In their graceful book by the same title, Elizabeth Zelensky and Lela Gilbert explain that icons are images that Eastern Orthodox Christians contemplate as "windows to heaven." Yet for centuries and to this day, the veneration of icons has been misunderstood and even attacked as idol worship. In fact, icons are a way of transcending the material world and engaging the eternal realm, much like prayer beads or meditation. In other words, an icon is explicitly an aid to worship and not the focus of worship, which would be idolatry. This profound distinction, seemingly lost on our age, is at the heart of the Tiger Woods story.

From this perspective, there is no harm and much good in people regarding Woods as an iconic golfer. To watch him play is to contemplate transcendent athletic virtues of talent, strength, mastery, grace, concentration and will.

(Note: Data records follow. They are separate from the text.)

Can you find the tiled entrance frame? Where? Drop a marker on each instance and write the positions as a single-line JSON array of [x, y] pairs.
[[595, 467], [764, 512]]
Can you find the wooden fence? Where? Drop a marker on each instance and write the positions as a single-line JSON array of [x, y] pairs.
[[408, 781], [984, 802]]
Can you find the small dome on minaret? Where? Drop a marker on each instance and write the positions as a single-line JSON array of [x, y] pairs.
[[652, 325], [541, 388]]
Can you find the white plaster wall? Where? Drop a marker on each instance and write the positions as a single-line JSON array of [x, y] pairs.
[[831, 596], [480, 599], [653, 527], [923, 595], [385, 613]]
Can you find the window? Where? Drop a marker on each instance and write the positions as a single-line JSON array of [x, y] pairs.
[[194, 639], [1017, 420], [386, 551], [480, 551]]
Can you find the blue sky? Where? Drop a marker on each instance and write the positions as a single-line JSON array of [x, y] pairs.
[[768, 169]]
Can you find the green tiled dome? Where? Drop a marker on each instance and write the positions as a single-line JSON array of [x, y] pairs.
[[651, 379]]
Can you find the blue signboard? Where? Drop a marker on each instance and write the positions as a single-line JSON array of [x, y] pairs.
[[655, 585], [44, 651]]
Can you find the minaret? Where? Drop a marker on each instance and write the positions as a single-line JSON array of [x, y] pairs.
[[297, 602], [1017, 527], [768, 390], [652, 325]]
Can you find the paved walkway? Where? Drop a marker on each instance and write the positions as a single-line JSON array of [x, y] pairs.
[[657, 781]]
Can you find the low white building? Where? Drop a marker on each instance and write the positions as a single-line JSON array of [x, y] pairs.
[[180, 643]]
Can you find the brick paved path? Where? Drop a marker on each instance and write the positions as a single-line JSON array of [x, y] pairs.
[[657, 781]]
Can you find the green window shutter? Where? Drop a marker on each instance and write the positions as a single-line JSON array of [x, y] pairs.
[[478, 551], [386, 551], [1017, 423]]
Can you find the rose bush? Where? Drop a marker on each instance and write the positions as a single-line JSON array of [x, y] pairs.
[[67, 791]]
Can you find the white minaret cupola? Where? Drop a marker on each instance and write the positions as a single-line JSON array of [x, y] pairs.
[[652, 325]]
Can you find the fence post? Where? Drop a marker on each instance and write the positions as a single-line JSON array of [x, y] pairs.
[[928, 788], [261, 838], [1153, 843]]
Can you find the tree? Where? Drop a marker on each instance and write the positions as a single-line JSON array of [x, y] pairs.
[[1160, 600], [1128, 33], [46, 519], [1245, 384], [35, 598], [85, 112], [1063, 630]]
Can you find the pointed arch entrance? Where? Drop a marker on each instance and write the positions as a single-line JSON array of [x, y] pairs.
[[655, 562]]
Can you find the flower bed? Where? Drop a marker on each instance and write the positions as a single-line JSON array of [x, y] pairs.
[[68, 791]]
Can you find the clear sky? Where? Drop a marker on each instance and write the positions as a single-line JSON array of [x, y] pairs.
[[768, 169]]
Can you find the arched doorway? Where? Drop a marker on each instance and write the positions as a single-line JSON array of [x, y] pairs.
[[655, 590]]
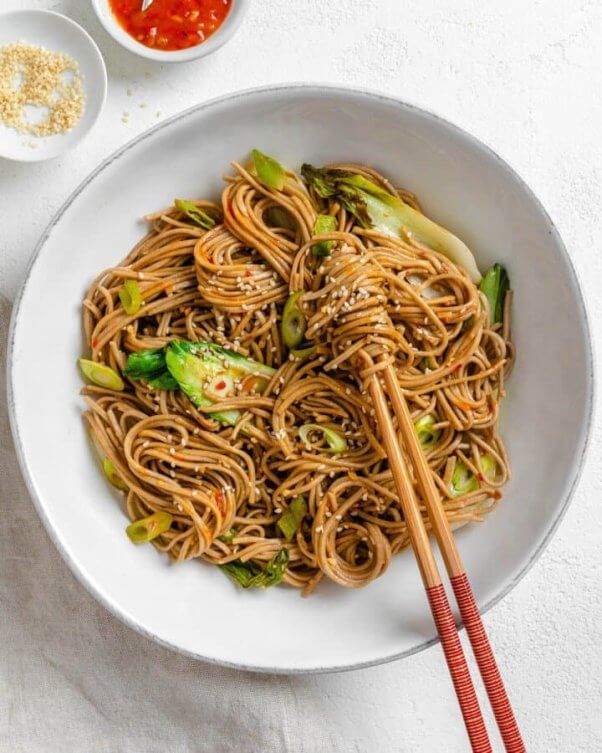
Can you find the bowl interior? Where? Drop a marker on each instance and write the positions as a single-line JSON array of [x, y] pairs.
[[58, 34], [462, 184]]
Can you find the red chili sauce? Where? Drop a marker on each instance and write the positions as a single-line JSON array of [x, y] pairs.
[[171, 24]]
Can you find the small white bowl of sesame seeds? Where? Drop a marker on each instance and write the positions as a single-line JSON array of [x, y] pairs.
[[53, 84]]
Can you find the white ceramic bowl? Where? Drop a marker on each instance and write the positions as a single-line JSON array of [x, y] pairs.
[[59, 34], [223, 33], [192, 607]]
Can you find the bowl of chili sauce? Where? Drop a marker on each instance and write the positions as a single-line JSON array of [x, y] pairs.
[[171, 30]]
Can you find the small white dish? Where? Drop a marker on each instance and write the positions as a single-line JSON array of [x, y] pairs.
[[58, 34], [215, 41], [546, 418]]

The same goes for other icons of sport such as Michael Jordan and Muhammad Ali. Their athleticism is elevated, and so they elevate those who appreciate and even revere them as athletes.

However, Tiger Woods was no mere icon, but the object of what George Vescey of the New York Times called the public's "sepulchral reverence toward golf deities." Our celebrity culture freights luminaries like Woods with the demand that they be more than exceptional athletes, artists or titans of industry and government. We are not content with human paragons of golf, music, technology or politics. Endowed with the pop culture virtues of athletic stardom, wealth and fame, our first billion-dollar athlete became an idol.

This is why celebrity scandals play out as epics of faith betrayed. First we are shocked and hurt when confronted by the tawdry humanity of Tiger Woods or Michael Jackson or Bill Clinton. Then we get angry and pivot to assigning blame. Some blame Tiger, others his marketing machine or the golfing industry. Mike Wise of the Washington Post accuses a culture of the elite athlete in which "infidelity isn't merely condoned, it's strongly encouraged." Finally, we look for excuses. His disciplined early life gave Tiger no chance to cut loose. He's a sex addict. He was trying to fill an emotional void. Ironically, these rituals further deface the fallen idol.

While marketers and the media bear some responsibility, we appear to be constitutionally susceptible to idolatry. Throughout history and across cultures, humanity has sought to transcend the material and engage the universal. We want to believe in something higher, above us and our world. And history is replete with cautionary tales of the catastrophic consequences of moral idolatry, the deification of material gods by individuals and societies.

What makes us act this way? Viktor Frankl wrote that human suffering behaves like a gas; any amount fills the entire space in the soul and conscious mind. From this perspective, life is a struggle to banish the pain that fills us. In today's decidedly secular culture, we place our faith in material salvations -- careers, relationships, wealth, possessions and social status. When these fail we turn to alcohol, drugs, sex and even violence. Our obsession with celebrity is the tribute we pay to a particularly potent idol - the digital image of a human as god.

The icon-idol conundrum is that our powerful affinity for veneration can be a blessing or a curse. The line between grace and corruption runs through each of us and where we invest our reverence is arguably the most important choice we can make as individuals and as a society. The good news, as Frankl writes, is that human joy also behaves like a gas. Even a bit fills you up in a moment of grace. The great secret of the icon is that we are surrounded in our everyday lives by people and things that can be windows to the sublime. The trick is to use them wisely; as passageways to venerating something worthy of our devotion.